The Effect of Pentoxifylline on IL-1beta and TNF-alpha mRNA Gene Expression in Hypoxic-Ischemic Brain Injury of Immature Rat.
- Author:
Kyoung Burm KIM
1
;
Gi Hyun JEON
;
Young Rae KIM
;
Jung Hwa LEE
;
Kee Hyoung LEE
;
Baik Lin EUN
;
Soon Kyum KIM
Author Information
1. Department of Pediatrics, College of Medicine and School of Medicine, Korea University, Korea.

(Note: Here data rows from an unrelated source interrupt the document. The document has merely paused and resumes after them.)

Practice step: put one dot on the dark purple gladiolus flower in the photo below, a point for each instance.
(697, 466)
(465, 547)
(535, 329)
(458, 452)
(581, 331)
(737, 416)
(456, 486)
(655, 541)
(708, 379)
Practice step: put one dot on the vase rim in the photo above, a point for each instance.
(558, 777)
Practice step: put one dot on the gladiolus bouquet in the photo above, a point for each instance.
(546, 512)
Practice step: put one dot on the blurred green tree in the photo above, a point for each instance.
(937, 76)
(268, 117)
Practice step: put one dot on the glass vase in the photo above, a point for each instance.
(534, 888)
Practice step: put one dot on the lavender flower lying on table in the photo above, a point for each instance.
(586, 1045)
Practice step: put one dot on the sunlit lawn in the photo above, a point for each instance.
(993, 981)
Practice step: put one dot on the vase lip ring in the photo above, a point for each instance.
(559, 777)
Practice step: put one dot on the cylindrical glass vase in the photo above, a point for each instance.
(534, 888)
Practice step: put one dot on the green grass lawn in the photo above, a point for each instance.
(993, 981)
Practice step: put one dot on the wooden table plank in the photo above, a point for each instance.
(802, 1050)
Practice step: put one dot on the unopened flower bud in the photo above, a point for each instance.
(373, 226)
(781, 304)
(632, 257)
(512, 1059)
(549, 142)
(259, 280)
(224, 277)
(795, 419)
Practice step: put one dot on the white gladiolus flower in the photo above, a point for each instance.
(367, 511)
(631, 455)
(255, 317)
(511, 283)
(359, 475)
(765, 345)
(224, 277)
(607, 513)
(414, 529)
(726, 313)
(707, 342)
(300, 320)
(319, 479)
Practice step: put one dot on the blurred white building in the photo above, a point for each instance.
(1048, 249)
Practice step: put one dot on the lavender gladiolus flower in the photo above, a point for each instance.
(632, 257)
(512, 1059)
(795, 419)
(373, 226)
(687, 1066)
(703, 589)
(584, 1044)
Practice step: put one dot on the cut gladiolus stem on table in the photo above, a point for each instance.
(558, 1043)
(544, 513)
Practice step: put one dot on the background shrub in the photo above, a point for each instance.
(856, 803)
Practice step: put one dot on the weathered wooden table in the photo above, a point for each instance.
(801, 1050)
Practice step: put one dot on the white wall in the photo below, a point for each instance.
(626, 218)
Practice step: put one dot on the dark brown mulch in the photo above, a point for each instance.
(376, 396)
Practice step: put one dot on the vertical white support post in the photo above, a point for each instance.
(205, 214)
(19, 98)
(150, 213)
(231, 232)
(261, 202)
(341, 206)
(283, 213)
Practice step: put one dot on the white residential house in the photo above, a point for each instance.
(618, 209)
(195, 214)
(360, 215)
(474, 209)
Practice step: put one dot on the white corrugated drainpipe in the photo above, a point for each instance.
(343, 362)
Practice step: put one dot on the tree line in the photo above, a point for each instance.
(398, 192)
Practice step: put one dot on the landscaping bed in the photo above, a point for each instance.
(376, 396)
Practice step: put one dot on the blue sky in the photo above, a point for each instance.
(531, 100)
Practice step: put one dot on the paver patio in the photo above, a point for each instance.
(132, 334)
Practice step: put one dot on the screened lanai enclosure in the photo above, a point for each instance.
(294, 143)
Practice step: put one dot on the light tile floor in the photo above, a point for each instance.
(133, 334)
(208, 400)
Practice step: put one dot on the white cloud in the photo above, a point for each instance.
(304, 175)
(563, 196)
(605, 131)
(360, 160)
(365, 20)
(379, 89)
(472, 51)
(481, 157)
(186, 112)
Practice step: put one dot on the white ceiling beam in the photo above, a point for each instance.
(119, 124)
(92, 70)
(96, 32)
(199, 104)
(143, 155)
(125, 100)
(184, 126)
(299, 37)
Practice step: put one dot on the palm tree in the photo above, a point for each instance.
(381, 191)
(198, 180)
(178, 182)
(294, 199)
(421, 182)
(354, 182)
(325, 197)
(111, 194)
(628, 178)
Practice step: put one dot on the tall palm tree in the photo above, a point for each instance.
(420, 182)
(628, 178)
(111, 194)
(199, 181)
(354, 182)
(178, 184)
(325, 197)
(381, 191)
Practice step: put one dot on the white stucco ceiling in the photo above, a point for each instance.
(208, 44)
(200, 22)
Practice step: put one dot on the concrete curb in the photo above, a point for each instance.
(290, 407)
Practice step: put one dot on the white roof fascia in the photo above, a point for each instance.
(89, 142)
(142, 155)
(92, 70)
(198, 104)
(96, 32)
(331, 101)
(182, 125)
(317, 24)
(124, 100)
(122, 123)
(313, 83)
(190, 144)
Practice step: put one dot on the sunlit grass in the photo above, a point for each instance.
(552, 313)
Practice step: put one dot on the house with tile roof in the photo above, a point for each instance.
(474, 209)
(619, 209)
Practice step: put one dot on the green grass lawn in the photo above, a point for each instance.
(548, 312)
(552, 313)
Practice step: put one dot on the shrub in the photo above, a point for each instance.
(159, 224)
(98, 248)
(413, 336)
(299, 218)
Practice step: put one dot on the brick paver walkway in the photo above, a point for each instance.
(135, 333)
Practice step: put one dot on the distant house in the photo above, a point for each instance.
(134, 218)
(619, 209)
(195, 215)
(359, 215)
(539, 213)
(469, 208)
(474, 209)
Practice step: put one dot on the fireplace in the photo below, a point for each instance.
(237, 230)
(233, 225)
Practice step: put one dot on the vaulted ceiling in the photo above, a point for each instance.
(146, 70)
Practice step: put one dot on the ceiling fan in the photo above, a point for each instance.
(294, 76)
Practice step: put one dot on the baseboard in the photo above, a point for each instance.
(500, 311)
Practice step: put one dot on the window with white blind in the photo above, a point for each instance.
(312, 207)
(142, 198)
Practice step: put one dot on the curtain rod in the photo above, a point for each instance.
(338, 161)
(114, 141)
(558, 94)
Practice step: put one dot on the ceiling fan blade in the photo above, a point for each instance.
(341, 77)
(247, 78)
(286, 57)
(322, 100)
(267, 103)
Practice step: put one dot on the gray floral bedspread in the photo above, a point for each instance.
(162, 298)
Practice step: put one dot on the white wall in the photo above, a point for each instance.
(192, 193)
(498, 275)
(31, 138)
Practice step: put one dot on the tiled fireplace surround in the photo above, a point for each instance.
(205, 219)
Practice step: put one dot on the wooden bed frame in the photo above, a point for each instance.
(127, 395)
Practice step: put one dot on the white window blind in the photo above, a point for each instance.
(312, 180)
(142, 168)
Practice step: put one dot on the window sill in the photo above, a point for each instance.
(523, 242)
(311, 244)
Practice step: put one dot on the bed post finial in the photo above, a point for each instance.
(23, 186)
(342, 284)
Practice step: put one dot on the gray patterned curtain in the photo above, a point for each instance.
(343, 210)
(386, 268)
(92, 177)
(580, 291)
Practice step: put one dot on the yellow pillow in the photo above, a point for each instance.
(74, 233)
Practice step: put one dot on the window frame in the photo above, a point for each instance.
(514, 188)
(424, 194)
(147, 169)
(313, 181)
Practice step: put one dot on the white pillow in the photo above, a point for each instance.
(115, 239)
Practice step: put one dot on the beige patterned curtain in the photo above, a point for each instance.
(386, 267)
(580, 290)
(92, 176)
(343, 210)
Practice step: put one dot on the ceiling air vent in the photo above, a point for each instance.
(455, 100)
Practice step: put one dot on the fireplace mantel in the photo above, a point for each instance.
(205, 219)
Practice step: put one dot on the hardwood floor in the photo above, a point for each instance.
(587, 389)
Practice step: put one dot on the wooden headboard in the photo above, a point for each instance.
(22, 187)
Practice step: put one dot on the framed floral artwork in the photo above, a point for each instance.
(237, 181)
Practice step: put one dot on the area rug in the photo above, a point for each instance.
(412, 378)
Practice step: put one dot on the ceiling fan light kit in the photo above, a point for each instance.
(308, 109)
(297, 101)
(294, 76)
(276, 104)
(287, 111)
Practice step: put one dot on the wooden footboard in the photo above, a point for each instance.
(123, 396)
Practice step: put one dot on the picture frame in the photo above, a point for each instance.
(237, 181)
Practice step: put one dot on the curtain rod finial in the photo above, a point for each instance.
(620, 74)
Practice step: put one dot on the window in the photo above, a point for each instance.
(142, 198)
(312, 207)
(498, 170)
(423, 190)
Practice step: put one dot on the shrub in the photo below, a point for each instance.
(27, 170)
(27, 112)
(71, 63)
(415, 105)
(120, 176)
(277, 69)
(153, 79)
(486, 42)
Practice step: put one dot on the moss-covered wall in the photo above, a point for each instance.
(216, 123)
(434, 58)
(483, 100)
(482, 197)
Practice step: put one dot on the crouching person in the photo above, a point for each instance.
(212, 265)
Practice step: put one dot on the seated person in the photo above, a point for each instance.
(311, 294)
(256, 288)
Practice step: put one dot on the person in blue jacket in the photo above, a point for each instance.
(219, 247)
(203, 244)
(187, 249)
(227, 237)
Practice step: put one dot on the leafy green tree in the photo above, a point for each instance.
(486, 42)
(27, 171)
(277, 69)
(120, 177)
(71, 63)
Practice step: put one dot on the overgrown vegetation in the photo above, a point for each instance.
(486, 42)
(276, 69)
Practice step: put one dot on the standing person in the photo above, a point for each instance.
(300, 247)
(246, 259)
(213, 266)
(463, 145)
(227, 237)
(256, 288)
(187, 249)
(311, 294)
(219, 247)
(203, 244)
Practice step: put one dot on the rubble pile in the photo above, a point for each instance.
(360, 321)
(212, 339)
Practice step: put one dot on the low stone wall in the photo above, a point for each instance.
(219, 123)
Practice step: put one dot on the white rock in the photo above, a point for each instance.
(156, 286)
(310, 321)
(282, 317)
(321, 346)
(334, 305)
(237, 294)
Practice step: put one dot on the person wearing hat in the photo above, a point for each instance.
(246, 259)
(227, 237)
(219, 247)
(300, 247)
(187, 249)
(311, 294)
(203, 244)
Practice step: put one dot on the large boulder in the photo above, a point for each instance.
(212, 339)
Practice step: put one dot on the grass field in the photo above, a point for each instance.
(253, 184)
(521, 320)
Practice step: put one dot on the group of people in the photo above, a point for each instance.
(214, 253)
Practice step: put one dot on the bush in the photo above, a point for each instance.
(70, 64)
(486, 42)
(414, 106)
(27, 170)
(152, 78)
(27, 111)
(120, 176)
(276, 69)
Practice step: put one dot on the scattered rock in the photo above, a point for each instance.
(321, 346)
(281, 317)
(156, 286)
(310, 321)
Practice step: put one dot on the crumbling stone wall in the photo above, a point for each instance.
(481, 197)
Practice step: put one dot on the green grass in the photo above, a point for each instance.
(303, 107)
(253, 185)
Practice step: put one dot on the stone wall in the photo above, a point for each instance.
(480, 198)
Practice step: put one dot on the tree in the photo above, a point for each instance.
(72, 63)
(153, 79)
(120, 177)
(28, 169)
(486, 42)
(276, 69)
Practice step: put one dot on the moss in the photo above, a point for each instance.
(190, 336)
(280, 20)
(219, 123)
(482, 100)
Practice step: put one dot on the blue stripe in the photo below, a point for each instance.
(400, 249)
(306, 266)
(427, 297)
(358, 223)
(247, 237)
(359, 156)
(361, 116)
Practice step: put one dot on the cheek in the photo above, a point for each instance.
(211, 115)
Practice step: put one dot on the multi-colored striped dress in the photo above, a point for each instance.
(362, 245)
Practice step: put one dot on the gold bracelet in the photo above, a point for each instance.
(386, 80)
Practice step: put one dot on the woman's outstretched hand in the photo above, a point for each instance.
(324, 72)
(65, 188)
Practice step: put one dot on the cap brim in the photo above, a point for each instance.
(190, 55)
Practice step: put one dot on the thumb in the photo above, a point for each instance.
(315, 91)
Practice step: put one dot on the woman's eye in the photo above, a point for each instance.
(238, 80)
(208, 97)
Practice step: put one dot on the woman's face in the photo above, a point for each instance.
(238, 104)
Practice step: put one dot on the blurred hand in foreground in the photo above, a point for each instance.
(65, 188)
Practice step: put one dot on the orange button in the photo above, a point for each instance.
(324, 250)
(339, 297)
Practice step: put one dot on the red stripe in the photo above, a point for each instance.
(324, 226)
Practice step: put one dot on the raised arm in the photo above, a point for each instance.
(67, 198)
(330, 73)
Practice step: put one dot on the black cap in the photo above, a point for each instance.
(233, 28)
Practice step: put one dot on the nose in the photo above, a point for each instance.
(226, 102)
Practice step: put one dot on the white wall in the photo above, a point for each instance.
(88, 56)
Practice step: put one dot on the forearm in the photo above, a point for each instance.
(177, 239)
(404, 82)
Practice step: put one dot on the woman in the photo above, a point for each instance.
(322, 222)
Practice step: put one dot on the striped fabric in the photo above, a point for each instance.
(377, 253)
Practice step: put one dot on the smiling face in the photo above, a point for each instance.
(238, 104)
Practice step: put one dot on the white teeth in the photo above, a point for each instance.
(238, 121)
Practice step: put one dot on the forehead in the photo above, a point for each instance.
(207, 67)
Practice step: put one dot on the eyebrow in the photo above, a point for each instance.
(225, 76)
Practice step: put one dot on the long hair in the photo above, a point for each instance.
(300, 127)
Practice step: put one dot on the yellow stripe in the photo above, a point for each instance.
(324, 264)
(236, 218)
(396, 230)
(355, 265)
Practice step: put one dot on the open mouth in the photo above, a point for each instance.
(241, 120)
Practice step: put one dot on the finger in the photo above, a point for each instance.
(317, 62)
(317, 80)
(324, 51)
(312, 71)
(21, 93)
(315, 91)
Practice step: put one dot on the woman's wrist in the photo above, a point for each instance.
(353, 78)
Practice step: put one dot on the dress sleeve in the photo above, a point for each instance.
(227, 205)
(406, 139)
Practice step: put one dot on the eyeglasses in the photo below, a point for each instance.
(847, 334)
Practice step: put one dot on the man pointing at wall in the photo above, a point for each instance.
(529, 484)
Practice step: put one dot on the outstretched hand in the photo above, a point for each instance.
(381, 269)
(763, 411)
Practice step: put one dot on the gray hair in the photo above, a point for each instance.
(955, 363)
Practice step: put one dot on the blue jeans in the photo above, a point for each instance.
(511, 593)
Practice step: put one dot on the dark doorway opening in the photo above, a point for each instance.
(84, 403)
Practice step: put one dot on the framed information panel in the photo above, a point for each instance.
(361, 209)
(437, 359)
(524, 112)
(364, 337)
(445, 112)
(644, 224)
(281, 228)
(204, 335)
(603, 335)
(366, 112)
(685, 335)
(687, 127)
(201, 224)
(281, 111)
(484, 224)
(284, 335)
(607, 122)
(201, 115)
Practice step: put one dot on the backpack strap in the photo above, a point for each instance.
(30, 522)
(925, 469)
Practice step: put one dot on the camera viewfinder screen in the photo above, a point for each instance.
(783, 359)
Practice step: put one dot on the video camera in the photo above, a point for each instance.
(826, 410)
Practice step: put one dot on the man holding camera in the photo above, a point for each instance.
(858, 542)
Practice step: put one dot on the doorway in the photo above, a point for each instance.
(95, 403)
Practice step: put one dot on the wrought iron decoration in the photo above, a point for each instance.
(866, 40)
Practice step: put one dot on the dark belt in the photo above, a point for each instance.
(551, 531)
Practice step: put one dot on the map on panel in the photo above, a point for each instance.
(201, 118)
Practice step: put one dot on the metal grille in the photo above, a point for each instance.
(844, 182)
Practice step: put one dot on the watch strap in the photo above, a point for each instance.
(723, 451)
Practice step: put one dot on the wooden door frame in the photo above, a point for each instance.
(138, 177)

- Publication Type:Original Article
- Keywords:
IL-1beta;
TNF-alpha;
Pentoxifylline;
Hypoxia-ischemia;
Immature brain
- MeSH:
3',5'-Cyclic-AMP Phosphodiesterases;
Animals;
Anoxia;
Brain Injuries*;
Brain*;
Carotid Arteries;
Central Nervous System;
Cytokines;
DNA, Complementary;
Gene Expression*;
Hypoxia-Ischemia, Brain;
Incidence;
Ischemia;
Ligation;
Necrosis;
Pentoxifylline*;
Polymerase Chain Reaction;
Rats*;
Reverse Transcription;
RNA, Messenger*;
Tumor Necrosis Factor-alpha*
- From:
Journal of the Korean Child Neurology Society
1999;7(2):181-187
- CountryRepublic of Korea
- Language:Korean
-
Abstract:
PURPOSE: Interleukin-1beta(IL-1beta) and Tumor necrosis factor-alpha(TNF-alpha) are multifunctional cytokines that may play important roles both in the normal development of central nervous system and in the response of brain to diverse forms of injury. IL-1beta and TNF-alpha have potent proinflammatory action and the potential to modulate cell growth. Cerebral hypoxia-ischemia selectively stimulates IL-1beta and TNF-alpha gene expression in brain regions susceptible to irreversible injury in perinatal rats. Pentoxifylline, a cAMP phosphodiesterase inhibitor, attenuates hypoxic-ischemic brain injury in immature rats and inhibits TNF-alpha expression at the transcription level. We hypothesize that pentoxifylline would attenuate the expression of IL-1beta and TNF-alpha mRNA gene expression on hypoxic-ischemic brain injury in immature rats. METHODS: To elicit focal hypoxic-ischemic brain injury, 7-d-old(P7) rats underwent right carotid artery ligation, followed by 3 hr of hypoxia(fractional concentration of inspired O2=0.08). In 3 rats, pentoxifylline(40mg/kg) was injected into the intraperitoneal cavity immediately before and after hypoxia. The other 4 rats were given PBS solutions. IL-1beta and TNF-alpha mRNA content were measured by reverse transcription followed by polymerase chain reaction amplification(RT-PCR) in the samples prepared from the lesioned and contralateral hemispheres killed 4 hr post-hypoxia. cDNA were amplified with primers specific for IL-1beta and TNF-alpha. and also amplified with GAPDH primers which served as an internal control. RESULTS: In control group, hypoxia-ischemia induced IL-1beta and TNF-alpha mRNA expression from the lesioned hemisphere in immature rat brain. In pentoxifylline treated group, IL-1beta and TNF-alpha mRNA expression were attenuated at 4 hr post hypoxia- ischemia. CONCLUSION: Preteatment with pentoxifylline decreased incidence and severity of hypoxic-ischemic injury in immature rat brain. Pentoxifylline attenuated the expression of IL-1beta and TNF-alpha gene on hypoxic-ischemic injury in immature rat brain. IL-1beta and TNF-alpha may play important roles in the response of the developing brain to acute hypoxic-ischemic injury.